Likelihood estimation for stochastic differential equations with mixed effects

TL;DR

This paper introduces efficient likelihood estimation methods for stochastic differential equations with mixed effects, enabling analysis of complex models with random parameters, demonstrated through simulations and neuronal data application.

Contribution

It presents Gibbs samplers and stochastic EM-algorithms based on diffusion bridge simulation for mixed effects SDEs, with extensions to measurement errors and simplified forms for exponential family models.

Findings

Methods perform well in simulations with Ornstein-Uhlenbeck and t-diffusions.

Algorithms are computationally efficient at low sampling frequencies.

Application to neuronal data demonstrates practical utility.

Abstract

Stochastic differential equations provide a powerful tool for modelling dynamic phenomena affected by random noise. In case of repeated observations of time series for several experimental units, it is often the case that some of the parameters vary between the individual experimental units, which has motivated a considerable interest in stochastic differential equations with mixed effects, where a subset of the parameters are random. These models enable simultaneous representation of randomness in the dynamics and variability between experimental units.
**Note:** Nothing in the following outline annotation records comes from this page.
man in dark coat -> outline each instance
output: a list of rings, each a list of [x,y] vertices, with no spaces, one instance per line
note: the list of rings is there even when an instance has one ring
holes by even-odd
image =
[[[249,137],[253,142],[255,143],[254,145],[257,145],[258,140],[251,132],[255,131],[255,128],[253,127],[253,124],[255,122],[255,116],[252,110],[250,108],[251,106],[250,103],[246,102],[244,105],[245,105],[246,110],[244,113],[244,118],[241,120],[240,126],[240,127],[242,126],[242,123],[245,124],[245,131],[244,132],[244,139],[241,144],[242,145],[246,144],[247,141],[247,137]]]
When the data are observations at discrete time points, the likelihood function is only rarely explicitly available, so for likelihood-based inference to be feasible, numerical methods are needed. We present Gibbs samplers and stochastic EM-algorithms based on augmented data obtained by the simple method for simulation of diffusion bridges in Bladt and S{\o}rensen (2014). This method is easy to implement and has no tuning parameters. The method is, moreover, computationally efficient at low sampling frequencies because the computing time increases linearly with the time between observations. The algorithms can be extended to models with measurement errors. The Gibbs sampler as well as the EM-algorithm are shown to simplify considerably for exponential families of diffusion processes, including many models used in practice. In a simulation study, the estimation methods are shown to work well for Ornstein-Uhlenbeck processes and t-diffusions with mixed effects. Finally, the Gibbs sampler is applied to neuronal data.